At that time we met the chaplain (of Eastern Religions) there who was very kind and encouraging of Eastern philosophy programming. After those 8 wonderful visits, we wrote to the chaplain about having a kirtan at the Snake River facility and she kindly facilitated that 6 of us could come on a Sunday for two hours. The facility approved one mrdanga, one harmonium and one set of karatalas, as well as the booklet The Way of Love and a maha-mantra brochure for everyone.

Six of us (Vijay Krsna, Rasika, Thakura, Visnupriya, Sudevi and myself) drove from LA up to the Snake River Correctional Facility in Oregon to engage in kirtan with 35 enthusiastic members and newcomers to the IPBYS Prison Program. We were wonderfully welcomed and assisted by Chaplain Persinger at the gate.  We all gave our ID’s and went through the metal detector. The guard examined our instruments and bag of books and after he approved each one of us he stamped our hand with invisible ink which we then had to put under a machine at the next security gate. After we were all clear, Chaplain Persinger brought us to the room where the program was to be held. As we were walking down the long white-walled corridor, she gave us some history of the facility (built in 1991, over 3000 inmates are there), and she also gave us some insight as to how inmates function such as some sign up for a program so they can see their friends.

The kirtan was from 1:45 to 3:45 and we observed that everyone who attended was more than grateful to have attended. Some had their eyes closed and were swaying while chanting, some clapped, some sang silently and some loudly, and we even had a request from one of them to sing the Nrsmighadeva prayers.

The inmates had to enter the room one at a time after each being checked at security. As they came in the room, I welcomed them and handed them a Way of Love with a maha-mantra brochure inside. They started to come into the room at 1:30 and at 1:40 we decided it would be good to begin with the mangalacarana (invocation of auspicious prayers to our gurus and guides). We could all feel the potency of our calling out to our Gurus for their help, that we all could feel as if they personally walked in and sat down.  After we finished the mangalacarana, one guy sitting in the front said with wide-open eyes, “Wow, I can feel the high energy in here.”

We had the opportunity to end the afternoon in a group photo, which we hope to share with you when it becomes available in a few months time. Each inmate present came up to each of us after and thanked us for coming with their hands folded and then a handshake. One man even said he felt like crying, so Rasika and I said, “Then cry,” to which he then burst out in tears.
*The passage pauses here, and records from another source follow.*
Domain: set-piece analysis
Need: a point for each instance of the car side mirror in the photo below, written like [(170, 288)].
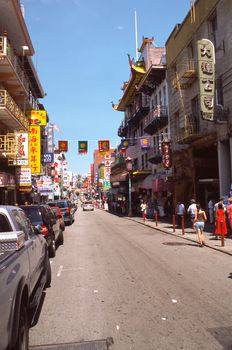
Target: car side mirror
[(38, 229)]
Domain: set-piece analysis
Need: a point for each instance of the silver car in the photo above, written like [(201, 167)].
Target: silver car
[(87, 206)]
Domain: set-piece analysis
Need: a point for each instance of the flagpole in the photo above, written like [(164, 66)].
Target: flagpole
[(136, 36)]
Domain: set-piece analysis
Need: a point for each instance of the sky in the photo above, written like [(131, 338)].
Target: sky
[(81, 49)]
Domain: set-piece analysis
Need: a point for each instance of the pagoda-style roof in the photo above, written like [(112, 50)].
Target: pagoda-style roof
[(130, 89)]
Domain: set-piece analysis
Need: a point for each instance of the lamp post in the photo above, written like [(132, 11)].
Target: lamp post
[(129, 167)]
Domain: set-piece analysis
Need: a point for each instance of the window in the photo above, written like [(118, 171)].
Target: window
[(219, 91), (4, 224), (142, 161), (213, 29)]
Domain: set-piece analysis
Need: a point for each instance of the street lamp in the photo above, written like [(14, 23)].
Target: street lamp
[(129, 167)]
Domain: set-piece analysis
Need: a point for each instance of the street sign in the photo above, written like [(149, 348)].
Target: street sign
[(48, 158)]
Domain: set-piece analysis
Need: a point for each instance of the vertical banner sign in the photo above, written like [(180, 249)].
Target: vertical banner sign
[(206, 69), (50, 139), (166, 154), (22, 148), (63, 146), (34, 149), (82, 147), (104, 146), (37, 117)]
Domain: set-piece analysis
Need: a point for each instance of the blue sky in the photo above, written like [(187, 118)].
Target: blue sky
[(81, 57)]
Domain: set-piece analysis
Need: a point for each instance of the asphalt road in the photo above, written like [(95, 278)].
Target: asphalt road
[(145, 289)]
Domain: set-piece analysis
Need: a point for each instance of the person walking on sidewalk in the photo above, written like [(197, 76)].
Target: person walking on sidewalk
[(143, 208), (229, 216), (191, 211), (220, 218), (180, 210), (200, 218)]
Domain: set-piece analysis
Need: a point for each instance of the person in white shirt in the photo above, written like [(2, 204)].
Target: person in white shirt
[(180, 210), (191, 211)]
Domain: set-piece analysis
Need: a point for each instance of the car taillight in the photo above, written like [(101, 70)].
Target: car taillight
[(44, 230)]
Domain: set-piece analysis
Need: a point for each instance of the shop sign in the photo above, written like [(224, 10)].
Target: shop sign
[(23, 176), (6, 180), (37, 117), (206, 69), (35, 149), (166, 154)]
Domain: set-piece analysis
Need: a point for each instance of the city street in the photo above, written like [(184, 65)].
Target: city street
[(147, 290)]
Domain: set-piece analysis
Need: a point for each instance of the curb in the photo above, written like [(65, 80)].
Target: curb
[(178, 236)]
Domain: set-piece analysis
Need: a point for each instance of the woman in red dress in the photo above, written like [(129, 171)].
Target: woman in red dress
[(220, 220)]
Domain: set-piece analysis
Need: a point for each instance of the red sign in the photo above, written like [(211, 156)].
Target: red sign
[(166, 154), (63, 146), (104, 145)]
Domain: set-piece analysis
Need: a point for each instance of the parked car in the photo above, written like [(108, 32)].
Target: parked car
[(88, 205), (42, 215), (59, 216), (66, 209), (24, 273)]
It was an incredible experience for all of us and it affected us deeply, each in very personal ways. The environment was impetus to cry out to the Lord from the core of our hearts, just as we hear and read that this is what we must do in order to capture the Lord’s heart and ears.

I was honored to be with this group of my godbrothers and godsisters who have so much devotion. When we were singing kirtan together I could feel they were praying deeply and singing and playing their instruments with deep moods.

A few comments they made after:

Vijay – When we got into that format and setting, it was so different. There was an opportunity to come and sing, and they sung. The gratitude that was expressed by them seemed it was very well received.

Thakura – the situation gave me the chance to see the power of kirtan. The whole time I was walking in there I was thinking, what’s going to happen, how will the people react? As soon as we sat down and started chanting, I was surprised by seeing everybody chanting, even people who you least expect to have appreciation for chanting. It was so touching to see what the power of kirtan does to people.

Vishnupriya – the security was so hardcore – they even have invisible ink (to stamp your hand). To be in a group of that many people who are so sincerely needing and wanting kirtan and some spiritual enlivenment with so much sincerity was incredibly touching.

Sudevi – One of the inmates wrote to me before the kirtan and said, “I feel like a kid at Christmas waiting for Santa Clause to come times a million,” and he couldn’t wait to see all the despair and hypocrisy melt away. That’s what yesterday was about. Not that I know what their despair or hypocrisy is, but the fact that they came with such sincerity, pulled that sincerity out of me and all of us I think. I think we were all feeling the world around us melt away and in that space we didn’t feel imprisoned or free or whatever difference there was.

We hope to have kirtan there again in the near future as well as more opportunities for events such as these, all over the country.